El hombre, miró a todos lados, a Norte, Sur, Este y
Oeste y no vio a nadie que pudiera estar hablándole. Ignorando, entonces aquel
llamado, pensó que debió ser su imaginación producto del cansancio, el hambre y
lo más probable la sed. ¿No era para ello que precisamente pelaba con su
machete aquel fruto verde, para saciar la terrible sequía que sentía hasta en
el alma? Pero la voz volvió, esta vez con más ímpetu.
--¡Hombre!
Entonces el hombre, presto a lanzar el siguiente
machetazo, advirtió que quien le retaba a hablar era su mano izquierda que a su
vez sostenía el coco que diestramente su mano derecha, en completo mutis
macheteaba.
--¿Qué? – Le respondió el hombre con la naturalidad de
aquellos que de uso y costumbre responden a un interlocutor harto familiar.
--¿Quieres apostar?
El hombre permaneció pensativo un instante. El mero
hecho de contestar, un si o un no daría lugar a un escalamiento en el reto que
representaba la mano. Una explicación resultaría en una invitación a un dialogo
y por ende a una elaboración de aquella invitación tan repentina. Su meta
inmediata era terminar de pelar aquel coco, hacer el correspondiente orificio y
tomarse la deleitosa agua. Sin embargo, terminó vencido ante la tentación insistente
de aquella mano que en lugar de sostener el coco comenzaba a temblarle
esperando la respuesta del hombre.
--No quiero apostar, déjame quieto.
--Ay, no quiero
apostar, déjame quieto. ¡Pussy!
El hombre, un tanto molesto, más que impresionado o curioso,
decidió replicarle a la insidiosa siniestra, con mayor determinación.
--Vamos
a ver. ¿Qué tienes tú, para apostar?
--¿Qué
tienes tú? – Replicó la zurda con descarada soltura.
--Tengo
todo, sin embargo, no creo que tengas nada que apostar. – Le contestó el hombre
sin abandonar su sobriedad.
--Te
equivocas, tengo más de lo que imaginas, Incluso te puedo poner como objeto de
la apuesta misma. Tú no puedes apostarte a ti, sin embargo, yo te puedo apostar
como puedo apostarme a mí misma como mano, pero si quieres podemos empezar
apostando poco, algo así como un dedito. ¿Qué te parece?
El hombre sonrió y pasando el cabo de su machete a la
izquierda se prestó a amolar la hoja del mismo que ya de por si lucía un
destellante filo.
--Amuela bien, para que no duela donde cortes.
--Definitivamente y recuerda que nunca fallo. Siempre
corto por donde quiero y lo que quiero del primer zarpazo.
--Gracias a mí que
te asisto.
--Puedo utilizar el machete y cortar sin tu
asistencia.
--¡Ja! Eres un presumido y acabas de pronunciar
efectivamente las palabras que te harán perder la apuesta.

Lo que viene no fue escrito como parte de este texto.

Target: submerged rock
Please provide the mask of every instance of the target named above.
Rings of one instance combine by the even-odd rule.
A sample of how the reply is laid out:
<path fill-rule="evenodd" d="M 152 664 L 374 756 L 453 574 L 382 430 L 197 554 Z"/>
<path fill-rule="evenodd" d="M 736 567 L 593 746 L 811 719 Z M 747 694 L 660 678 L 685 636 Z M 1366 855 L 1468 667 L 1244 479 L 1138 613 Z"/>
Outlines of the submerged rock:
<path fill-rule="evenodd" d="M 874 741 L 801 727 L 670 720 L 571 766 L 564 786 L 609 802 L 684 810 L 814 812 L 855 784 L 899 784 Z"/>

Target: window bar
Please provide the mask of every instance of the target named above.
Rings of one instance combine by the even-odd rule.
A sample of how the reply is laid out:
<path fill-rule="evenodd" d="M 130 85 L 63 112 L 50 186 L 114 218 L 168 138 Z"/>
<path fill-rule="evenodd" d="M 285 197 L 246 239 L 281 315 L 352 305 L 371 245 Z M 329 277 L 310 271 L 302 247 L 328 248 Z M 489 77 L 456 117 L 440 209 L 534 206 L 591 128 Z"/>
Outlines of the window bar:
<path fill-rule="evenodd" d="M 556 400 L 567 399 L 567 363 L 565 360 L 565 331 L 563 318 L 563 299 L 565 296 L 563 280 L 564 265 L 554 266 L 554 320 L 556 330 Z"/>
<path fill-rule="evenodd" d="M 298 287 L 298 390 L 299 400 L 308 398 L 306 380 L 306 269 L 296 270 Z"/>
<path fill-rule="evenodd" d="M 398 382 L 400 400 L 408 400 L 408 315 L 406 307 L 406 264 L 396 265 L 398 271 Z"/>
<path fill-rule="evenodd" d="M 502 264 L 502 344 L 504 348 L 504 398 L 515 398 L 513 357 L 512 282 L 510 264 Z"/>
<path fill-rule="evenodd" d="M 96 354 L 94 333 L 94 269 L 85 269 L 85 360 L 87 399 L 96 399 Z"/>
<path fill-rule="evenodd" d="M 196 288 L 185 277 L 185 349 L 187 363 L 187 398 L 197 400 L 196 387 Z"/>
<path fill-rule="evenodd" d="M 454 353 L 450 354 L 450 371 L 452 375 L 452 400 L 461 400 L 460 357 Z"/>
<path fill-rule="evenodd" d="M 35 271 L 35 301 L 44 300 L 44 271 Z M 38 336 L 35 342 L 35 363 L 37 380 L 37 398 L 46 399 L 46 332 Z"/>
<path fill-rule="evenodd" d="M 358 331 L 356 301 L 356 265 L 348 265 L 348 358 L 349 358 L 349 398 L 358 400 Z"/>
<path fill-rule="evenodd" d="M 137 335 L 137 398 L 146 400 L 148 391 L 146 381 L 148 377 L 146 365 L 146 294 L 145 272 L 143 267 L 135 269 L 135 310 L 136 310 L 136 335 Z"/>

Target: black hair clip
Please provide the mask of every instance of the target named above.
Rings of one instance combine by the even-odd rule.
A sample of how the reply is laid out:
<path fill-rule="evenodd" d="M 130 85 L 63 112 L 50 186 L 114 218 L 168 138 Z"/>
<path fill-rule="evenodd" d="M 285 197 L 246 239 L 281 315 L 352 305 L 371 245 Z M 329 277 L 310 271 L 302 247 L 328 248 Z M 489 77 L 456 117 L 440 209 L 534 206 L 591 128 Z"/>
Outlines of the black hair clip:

Estás hecho de
palabras, pero no las ordenas siempre adecuadamente.
--¿Qué sabes tú? Eres nada más que una simple mano. De
palabras se yo. -- Le dijo irritado el hombre y mientras alzaba el machete para
azotar el caparazón externo del coco se dirigió nuevamente a la mano.
--Sostén bien el coco pues si te apuesto que daré el
corte preciso para estar listo a tomarme el agua.
--Vas a fallar, tonto.
--¿Apuestas cual dedo?
--Te apuesto la mano entera, pero si fallas, decidiré
que parte de ti has de cercenar.
--Trato hecho. – Y lanzando el hombre, el machete con
todo furor hacia la última mecha de coco que quedaba por mondar, la mano
mañosa, abrió sus dedos dejando sin balance la fruta que rodó, de tal manera
que el machete filoso siguió viaje hacia el suelo no sin antes llevarse el pie
izquierdo del hombre que dio un grito de profundo dolor.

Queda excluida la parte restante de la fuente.